This post is in stage 1: Found footage mix.

“Down with the spectacular comodified [sic] society and all its fake alternatives” — Graffiti found in Exarcheia, Athens.

1. Life is seen as a theaterplay, a spectacle that is performed in front of us and we can look at.

“In societies where modern conditions of production prevail, all of life presents itself as an immense accumulation of spectacles. Everything that was directly lived has moved away into a representation.” (Guy Debord, Society of the Spectacle, nr 1.)

“In modern society, leisure (what do I want to do today), had been replaced by entertainment (what is there to see today)” (Greil Marcus, Lipstick Traces, p 47)

2. More than a theater, the spectacle is as church, a way to sustain the ruling system of power (capitalism).

“”Spectacle” had become a fashionable critical commonplace by the early 1980s. It was a vague term devoid of ideas. It simply ment that the image f a thing supersede the thing itself. […] This was the theater, but Debord has insisted on the church: the spectacle was not merely advertising, or television, it was a world. “The Spectacle is not a collection of images […] but a social relationship among people, mediated by images.” (Greil Marcus, Lipstick Traces, p 97)

3. The spectator is a passive consumer

“From Youtube to American Idol, people consume the spectacle as something natural […] not to be questioned, but comfortably consumed” (Eduardo Navas, Remix Theory, 2012, 92)

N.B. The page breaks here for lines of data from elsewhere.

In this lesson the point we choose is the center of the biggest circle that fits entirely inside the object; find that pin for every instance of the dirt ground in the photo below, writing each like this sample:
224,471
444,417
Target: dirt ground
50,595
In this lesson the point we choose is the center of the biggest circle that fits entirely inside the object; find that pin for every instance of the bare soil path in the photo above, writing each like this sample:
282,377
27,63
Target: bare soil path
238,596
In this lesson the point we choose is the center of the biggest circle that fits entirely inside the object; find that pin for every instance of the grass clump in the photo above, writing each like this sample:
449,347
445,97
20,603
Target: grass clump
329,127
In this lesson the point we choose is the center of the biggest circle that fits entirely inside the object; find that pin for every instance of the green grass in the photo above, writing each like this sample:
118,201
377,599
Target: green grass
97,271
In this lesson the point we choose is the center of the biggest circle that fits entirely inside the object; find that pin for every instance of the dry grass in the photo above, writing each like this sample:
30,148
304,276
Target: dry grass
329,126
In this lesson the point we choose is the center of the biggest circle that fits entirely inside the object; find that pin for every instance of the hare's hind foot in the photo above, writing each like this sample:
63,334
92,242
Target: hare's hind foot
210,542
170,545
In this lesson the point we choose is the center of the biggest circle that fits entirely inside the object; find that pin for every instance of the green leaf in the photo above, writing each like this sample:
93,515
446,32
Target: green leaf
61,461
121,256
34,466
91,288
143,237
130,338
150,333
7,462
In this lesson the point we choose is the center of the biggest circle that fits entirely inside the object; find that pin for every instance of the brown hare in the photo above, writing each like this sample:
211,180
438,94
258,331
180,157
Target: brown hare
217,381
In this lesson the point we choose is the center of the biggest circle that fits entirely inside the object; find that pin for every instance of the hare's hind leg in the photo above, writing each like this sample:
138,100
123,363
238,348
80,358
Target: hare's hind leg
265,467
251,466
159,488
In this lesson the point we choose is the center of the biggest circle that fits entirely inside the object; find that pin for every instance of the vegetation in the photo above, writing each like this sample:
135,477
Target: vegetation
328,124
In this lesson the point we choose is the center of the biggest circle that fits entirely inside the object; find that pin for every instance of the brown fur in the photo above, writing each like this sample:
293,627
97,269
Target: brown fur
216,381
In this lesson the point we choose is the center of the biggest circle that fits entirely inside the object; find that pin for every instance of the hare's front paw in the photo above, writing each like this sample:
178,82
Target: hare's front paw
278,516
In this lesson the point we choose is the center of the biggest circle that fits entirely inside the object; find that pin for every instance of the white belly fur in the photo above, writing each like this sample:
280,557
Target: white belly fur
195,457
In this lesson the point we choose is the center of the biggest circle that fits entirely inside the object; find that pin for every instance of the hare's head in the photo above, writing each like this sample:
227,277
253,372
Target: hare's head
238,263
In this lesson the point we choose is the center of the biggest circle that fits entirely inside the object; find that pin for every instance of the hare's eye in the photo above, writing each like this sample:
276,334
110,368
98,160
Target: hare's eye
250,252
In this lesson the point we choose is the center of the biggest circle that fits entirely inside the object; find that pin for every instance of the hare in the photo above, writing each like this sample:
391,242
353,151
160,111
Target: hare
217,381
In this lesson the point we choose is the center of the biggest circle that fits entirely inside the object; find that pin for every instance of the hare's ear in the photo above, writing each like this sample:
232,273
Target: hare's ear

4. Contemporary society favours appearances over policies

The basic idea of the Society of Spectacle is that “contemporary capitalist society have become increasingly obsessed with appearances over all else.” (Tom Nicholas, Society of the Spectacle (Part 2): WTF? Recuperation and Capitalist Realism) “Not only has the spectacle engendered a politics which is based on appearances but in doing so it has created a scenario where if someone steps forward to critique the spectacle or capitalism itself, than the spectacle can subsume that appearance, that aesthetic in order to turn it against itself and help to further sustain the spectacle.” (Nicholas) The Society of the Spectacle “subsumes energy and potentially aesthetic which surrounds those subversive ideas, takes away the substantive ideas at the heart of them and then channels that energy back into sustaining the spectacle.” (Nicholas)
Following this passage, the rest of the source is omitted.